Unless noted otherwise, quotes are for a full-coverage policy for a 30-year-old man with good credit and a clean driving record who drives a 2015 Honda Civic EX.
Full-coverage policies include collision, comprehensive and liability coverage:
- Bodily injury liability: $50,000 per person, $100,000 per accident
- Property damage liability: $25,000
- Uninsured / underinsured motorist bodily injury: $50,000 per person and $100,000 per accident
- Personal injury protection: minimum limits, where required by law
- Collision: $500 deductible
- Comprehensive: $500 deductible
Frequently asked questions
Auto dealerships usually require you to get full-coverage car insurance as part of their lease agreement. They do this to protect their part of the investment.

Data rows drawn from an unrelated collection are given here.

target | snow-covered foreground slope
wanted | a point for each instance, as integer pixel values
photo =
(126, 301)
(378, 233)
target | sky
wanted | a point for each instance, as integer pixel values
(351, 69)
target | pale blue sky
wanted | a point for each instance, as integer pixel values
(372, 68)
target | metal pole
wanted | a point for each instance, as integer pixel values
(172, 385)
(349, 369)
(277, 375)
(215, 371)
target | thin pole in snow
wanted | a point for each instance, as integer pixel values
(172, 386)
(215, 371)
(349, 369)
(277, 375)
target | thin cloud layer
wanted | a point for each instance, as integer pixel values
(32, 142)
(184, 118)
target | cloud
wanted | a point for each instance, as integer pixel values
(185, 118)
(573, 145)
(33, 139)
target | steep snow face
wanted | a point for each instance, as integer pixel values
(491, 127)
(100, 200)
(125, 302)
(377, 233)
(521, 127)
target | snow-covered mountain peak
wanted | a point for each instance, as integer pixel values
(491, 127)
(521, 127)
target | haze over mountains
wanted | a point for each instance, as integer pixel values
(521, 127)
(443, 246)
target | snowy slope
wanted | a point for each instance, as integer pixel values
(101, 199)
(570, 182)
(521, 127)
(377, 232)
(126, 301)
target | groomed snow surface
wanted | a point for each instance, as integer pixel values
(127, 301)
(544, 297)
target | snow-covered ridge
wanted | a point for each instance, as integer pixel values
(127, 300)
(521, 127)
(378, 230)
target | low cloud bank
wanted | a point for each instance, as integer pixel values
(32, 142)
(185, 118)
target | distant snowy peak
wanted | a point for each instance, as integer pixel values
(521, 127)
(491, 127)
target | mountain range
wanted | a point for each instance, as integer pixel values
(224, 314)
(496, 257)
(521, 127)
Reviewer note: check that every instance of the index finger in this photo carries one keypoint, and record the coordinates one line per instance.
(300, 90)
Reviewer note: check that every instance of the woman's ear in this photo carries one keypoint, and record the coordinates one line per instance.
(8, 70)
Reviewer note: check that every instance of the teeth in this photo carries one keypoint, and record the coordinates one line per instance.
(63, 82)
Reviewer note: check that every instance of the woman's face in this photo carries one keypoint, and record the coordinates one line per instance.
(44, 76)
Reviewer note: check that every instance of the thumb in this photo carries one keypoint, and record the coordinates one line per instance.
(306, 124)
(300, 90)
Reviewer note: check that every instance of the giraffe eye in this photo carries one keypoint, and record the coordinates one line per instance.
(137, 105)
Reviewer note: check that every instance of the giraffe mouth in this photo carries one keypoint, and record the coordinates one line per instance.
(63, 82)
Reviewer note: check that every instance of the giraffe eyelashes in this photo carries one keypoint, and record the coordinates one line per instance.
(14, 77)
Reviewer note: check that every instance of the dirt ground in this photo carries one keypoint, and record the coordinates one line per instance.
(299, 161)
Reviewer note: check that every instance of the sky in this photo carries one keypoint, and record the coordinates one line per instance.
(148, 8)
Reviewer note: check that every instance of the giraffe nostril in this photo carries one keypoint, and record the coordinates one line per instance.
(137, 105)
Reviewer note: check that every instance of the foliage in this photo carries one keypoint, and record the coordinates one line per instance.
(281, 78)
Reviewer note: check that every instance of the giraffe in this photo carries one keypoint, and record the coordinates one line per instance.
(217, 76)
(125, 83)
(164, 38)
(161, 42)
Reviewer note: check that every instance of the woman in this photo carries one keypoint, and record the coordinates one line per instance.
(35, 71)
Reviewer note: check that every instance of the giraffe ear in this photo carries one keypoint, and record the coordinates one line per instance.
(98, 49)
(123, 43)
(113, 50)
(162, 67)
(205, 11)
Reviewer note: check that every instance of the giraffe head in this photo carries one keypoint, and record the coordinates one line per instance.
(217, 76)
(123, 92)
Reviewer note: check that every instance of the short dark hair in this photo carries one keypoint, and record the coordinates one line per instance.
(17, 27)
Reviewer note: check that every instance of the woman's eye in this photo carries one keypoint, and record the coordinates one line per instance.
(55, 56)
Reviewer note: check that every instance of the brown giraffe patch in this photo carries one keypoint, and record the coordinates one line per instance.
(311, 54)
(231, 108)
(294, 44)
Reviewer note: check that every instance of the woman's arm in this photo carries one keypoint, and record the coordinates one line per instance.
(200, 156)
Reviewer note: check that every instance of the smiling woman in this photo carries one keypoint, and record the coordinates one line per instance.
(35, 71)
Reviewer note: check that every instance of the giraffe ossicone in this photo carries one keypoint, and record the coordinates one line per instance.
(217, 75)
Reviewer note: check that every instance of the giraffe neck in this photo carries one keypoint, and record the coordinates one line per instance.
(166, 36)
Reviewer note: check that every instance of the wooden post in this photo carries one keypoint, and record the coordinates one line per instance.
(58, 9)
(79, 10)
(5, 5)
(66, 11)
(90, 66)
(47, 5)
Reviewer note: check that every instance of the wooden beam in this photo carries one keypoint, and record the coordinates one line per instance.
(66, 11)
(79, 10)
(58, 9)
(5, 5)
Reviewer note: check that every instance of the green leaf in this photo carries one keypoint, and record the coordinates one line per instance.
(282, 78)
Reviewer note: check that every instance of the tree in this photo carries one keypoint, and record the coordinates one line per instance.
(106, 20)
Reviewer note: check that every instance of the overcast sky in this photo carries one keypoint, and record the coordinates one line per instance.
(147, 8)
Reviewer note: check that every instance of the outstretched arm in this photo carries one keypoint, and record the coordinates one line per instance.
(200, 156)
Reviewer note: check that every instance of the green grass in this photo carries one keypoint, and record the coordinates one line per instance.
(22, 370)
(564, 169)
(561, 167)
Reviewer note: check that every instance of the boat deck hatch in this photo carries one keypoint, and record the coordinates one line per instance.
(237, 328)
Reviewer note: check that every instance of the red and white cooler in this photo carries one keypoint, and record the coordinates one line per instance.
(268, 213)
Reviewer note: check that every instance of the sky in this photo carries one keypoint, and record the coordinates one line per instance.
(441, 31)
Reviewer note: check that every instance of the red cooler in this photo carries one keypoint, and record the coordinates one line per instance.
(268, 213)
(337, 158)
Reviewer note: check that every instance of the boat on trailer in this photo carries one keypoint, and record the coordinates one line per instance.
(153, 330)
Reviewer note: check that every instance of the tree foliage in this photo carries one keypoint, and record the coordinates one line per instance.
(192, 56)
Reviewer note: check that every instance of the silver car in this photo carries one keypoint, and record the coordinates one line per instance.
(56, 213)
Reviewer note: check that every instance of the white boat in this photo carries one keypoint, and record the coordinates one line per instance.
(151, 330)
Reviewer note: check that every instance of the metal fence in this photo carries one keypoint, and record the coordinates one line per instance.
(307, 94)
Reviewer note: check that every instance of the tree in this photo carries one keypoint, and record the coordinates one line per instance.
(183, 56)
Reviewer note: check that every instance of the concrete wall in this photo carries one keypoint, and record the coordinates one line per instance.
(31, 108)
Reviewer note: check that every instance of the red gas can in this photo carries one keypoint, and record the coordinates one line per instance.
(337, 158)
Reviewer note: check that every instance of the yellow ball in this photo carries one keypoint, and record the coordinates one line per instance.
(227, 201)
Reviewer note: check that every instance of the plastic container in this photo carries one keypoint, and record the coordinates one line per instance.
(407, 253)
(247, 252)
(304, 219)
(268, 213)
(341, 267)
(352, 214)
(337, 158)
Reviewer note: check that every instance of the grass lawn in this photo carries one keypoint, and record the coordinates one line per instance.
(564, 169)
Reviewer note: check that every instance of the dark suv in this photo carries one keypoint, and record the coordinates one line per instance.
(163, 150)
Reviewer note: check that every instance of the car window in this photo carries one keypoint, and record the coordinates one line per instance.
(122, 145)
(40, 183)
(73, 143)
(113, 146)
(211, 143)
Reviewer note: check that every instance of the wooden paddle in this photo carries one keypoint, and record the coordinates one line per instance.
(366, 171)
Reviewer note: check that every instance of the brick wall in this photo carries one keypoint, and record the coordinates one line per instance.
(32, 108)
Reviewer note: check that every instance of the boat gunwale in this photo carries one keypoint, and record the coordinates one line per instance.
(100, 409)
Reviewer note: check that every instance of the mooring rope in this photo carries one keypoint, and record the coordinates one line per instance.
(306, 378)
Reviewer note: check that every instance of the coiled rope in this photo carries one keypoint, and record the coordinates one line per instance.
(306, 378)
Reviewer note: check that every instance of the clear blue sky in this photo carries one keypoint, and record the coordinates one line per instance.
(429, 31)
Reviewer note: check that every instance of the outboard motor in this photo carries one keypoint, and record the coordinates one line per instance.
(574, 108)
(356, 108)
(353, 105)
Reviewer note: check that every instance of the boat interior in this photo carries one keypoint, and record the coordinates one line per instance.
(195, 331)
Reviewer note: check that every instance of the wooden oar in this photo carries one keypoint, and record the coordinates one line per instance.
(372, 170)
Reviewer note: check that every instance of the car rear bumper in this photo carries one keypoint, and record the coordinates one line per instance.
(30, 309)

A dealership’s requirement for full-coverage car insurance is more expensive than liability insurance, so that will increase your cost for insurance. Also, it’s not uncommon for dealerships to require you to get specific limits of full coverage, which can raise the cost of auto insurance more.
Gap insurance isn’t often required by dealerships as part of a lease agreement. However, it is a good idea to consider, especially if you’re leasing a brand-new car.